モバイルアプリと連携するバンキングマルウェア、アカウント搾取の新たな手口か

攻撃側はFacebookの2要素認証に使われるコードを盗む目的で、SMS傍受機能を持った不正なAndroidアプリ使った可能性があるとESETは推定する。

» 2014年04月18日 07時20分 公開
[鈴木聖子,ITmedia]

 インターネットバンキングの情報を盗み出すマルウェアが、Androidを標的とした不正アプリを利用して、Facebookの2要素認証をかわそうとする手口が見つかったという。セキュリティ企業のESETが4月16日のブログで報告した。

 ESETによると、この手口ではインターネットバンキングの情報を盗むマルウェアの「Qadars」と、Android端末から送受信されるSMSを傍受するなどの機能を持った不正アプリの「iBanking」を組み合わせて利用している。
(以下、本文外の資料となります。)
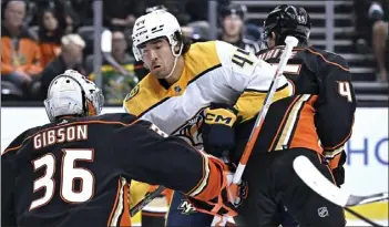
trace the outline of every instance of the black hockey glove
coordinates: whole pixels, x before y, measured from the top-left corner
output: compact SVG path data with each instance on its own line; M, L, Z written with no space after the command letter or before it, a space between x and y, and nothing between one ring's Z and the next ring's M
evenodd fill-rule
M224 151L229 151L235 144L234 124L237 122L237 111L227 104L212 103L204 111L203 143L204 151L216 157L222 157Z

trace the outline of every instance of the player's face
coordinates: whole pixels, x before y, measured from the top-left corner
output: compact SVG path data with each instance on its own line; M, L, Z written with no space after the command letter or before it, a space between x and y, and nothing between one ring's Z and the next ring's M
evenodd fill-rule
M174 56L171 44L166 39L161 38L144 44L141 49L142 59L151 74L158 79L166 78L174 64Z
M276 34L274 32L272 32L272 34L269 35L269 38L267 39L267 47L268 48L274 48L276 47Z
M237 35L240 33L243 20L236 14L227 16L224 18L223 27L228 35Z
M47 30L54 31L58 28L58 20L52 12L44 12L43 24Z

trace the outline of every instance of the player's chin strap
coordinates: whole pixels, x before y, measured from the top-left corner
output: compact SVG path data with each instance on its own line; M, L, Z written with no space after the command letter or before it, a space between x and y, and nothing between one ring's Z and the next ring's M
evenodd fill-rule
M177 64L178 56L181 56L181 53L183 52L184 43L181 42L178 53L175 53L174 48L175 48L175 45L172 45L172 54L173 54L173 56L174 56L173 69L172 69L172 71L171 71L171 73L168 73L168 75L167 75L165 79L168 79L170 76L173 75L174 69L175 69L175 66L176 66L176 64Z

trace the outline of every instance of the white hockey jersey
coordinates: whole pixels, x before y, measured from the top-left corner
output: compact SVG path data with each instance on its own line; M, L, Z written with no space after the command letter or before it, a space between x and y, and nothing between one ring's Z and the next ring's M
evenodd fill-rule
M223 41L199 42L184 55L181 79L165 89L147 74L124 101L124 109L167 134L202 148L203 110L212 102L235 104L243 121L262 109L275 70L254 54ZM291 94L283 76L274 101Z

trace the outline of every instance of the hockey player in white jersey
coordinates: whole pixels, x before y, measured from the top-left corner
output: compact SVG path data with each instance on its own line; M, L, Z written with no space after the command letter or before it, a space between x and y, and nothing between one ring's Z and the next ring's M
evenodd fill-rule
M233 125L250 120L262 109L274 68L223 41L187 44L176 18L163 10L140 17L132 38L134 55L150 73L124 100L125 110L222 156L234 144ZM290 93L283 76L273 101ZM187 206L185 196L175 193L166 226L212 223L212 216Z

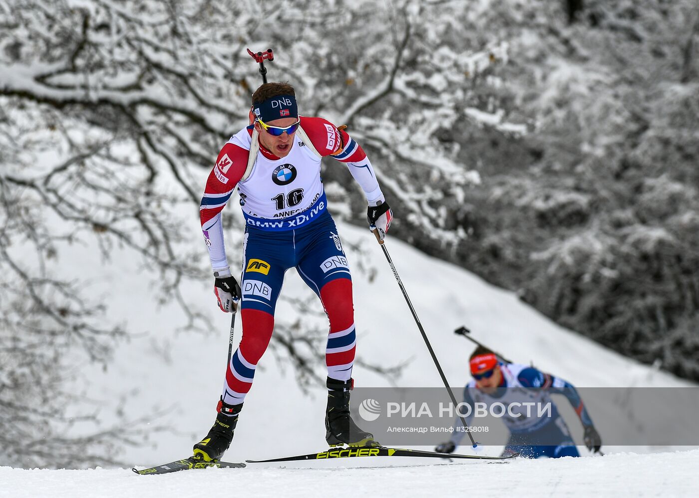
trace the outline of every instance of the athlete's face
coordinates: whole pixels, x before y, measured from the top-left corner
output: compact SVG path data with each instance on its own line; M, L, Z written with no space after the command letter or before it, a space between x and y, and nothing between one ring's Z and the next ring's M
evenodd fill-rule
M480 375L485 372L479 372ZM500 385L500 382L503 379L503 372L500 370L500 365L496 365L493 369L493 375L489 377L482 377L480 379L474 379L476 381L476 387L482 391L486 394L492 394Z
M297 121L298 121L298 118L280 118L266 122L265 124L270 126L284 128L286 126L291 126ZM259 134L260 143L264 146L265 149L278 158L286 157L289 154L289 151L291 150L291 146L294 145L294 135L296 135L295 130L291 135L289 135L287 132L284 132L278 137L275 137L271 133L268 133L257 121L255 121L255 130Z

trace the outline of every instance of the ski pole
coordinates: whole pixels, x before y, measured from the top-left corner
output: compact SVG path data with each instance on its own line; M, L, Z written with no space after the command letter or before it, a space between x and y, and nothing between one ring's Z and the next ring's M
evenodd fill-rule
M488 347L487 346L484 345L482 342L479 342L477 340L476 340L473 337L471 337L469 335L469 334L470 334L471 331L470 330L468 330L468 329L466 329L466 327L463 327L463 326L459 327L459 329L457 329L456 330L455 330L454 331L454 333L455 334L456 334L457 335L463 335L463 337L465 337L466 339L468 339L468 340L470 340L472 342L473 342L477 346L480 346L481 347L485 347L486 349L490 349L489 347ZM491 351L493 351L493 350L491 349ZM505 358L505 356L503 356L500 353L496 353L494 351L493 351L493 353L495 354L495 356L498 356L500 359L501 359L503 361L504 361L506 363L514 363L514 362L510 361L510 360L508 360L507 358Z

iBankingは銀行などの2要素認証サービスでSMSを使ってユーザーに送信されるワンタイムパスワードなどの情報を盗む目的で使われているという。

 Qadarsに感染したコンピュータでFacebookにログインすると、「Facebookユーザーの個人情報に対する不正アクセスが増えていることを受け、安全な認証のための独自のツールを開発しました」と称する画面を表示。アプリケーションのダウンロードを促し、携帯電話の番号とOSの種類を入力させる。

 この画面でAndroidを選ぶと、アプリをダウンロードさせるためのリンクやQRコードが表示される。

アプリダウンロードを誘う(ESETより)

 Facebookの2要素認証ではSMSを使ってセキュリティコードをユーザーに送信する仕組みになっており、攻撃側はこのコードを盗む目的でiBankingを使った可能性があるとESETは推定する。「Facebookの2要素認証を使うユーザーが増えて通常のログイン情報でアカウントを乗っ取る手口の効率が悪くなったため、スパイ機能を持つiBankingを端末にインストールさせる手口を採用した」という。

 iBankingはアンダーグラウンドフォーラムで出回っているとされ、「いずれ他のマルウェアに取り込まれて、携帯電話を使った2要素認証を提供しているWeb上の他の人気サービスが標的にされる可能性は十分ある」とESETは予想している。